I've been to a few African cities. Clean is definitely not the adjective I'd ever use to describe those cities. So when my friend KB told me about how clean Kigali is, my eye brow raised in skepticism, almost like a reflex reaction. "You have to see it to believe it. Kigali is so clean, you can't find a plastic bag litter!" KB added adamantly.
So to Kigali I went, for seeing is believing.
The plane landed on a rainy day. As it approached for descent, I could see some parts of city were flooded. "Oh this is not going to be fun, and not going to be clean!" I thought.
I went out for a walkabout to get myself orientated on the city. Rwanda is famously known as the Land of Thousand Hills. Kigali, the capital is spread over some undulated hills. After the horrific episode in spring 1994, the city is rebuilding slowly but steadily. Roads well paved and high-rise beautifully erected and there are even city landscaping carefully manicured. The city is set abuzz, vibrant and full of energy. Businesses and investments are coming back to town and Rwanda as a nation is moving on forward together. There isn't the tiniest hint of the atrocity of the genocide.
And yes, the city is clean, spotless even. It's true that there's no litter on the street at all, or the back alleys or the side lanes for that matter. Cigarette buds, plastic bottles, candy wrappers, plastic bags, none in sight. What floored me with the cleanliness of the city was that there was not even fallen leaves from the trees lining alongside the roads. I was truly impressed.
Yes, now I'm a believer!
It was not until I visited the Kigali Memorial Center, I found the city is just sterilely clean, artificial and fragile. Are they not trying too hard, to clean up the city? And cleaning up the city, is it not an effort to polish off the stubborn black stain of the nation's past? Suddenly the cleanliness of the city was reduced to merely a cheerful facade, to hide the hideous monstrosity happened some 17 years ago. Are they sweeping it all under the carpet, for when it's out of sight then it'll be soon out of mind?

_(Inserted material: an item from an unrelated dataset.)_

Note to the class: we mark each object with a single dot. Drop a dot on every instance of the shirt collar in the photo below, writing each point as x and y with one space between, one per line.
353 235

So there it stands firmly, the Kigali Memorial Center. The exhibition documenting the genocide through photographs and survivors accounts on video and various articles such as the victims' clothing and the killers' machetes. Many a time during my visit I would want to skip ahead. But the exhibits were as powerfully captivating as they were eerily chilling and torturously painful. They are reminders to Rwanda that hatred can be spread so easily, driving normal folks to do some insanely abnormal deeds. More so, they reminders to the world that inaction is just as hurtful and guilty as action.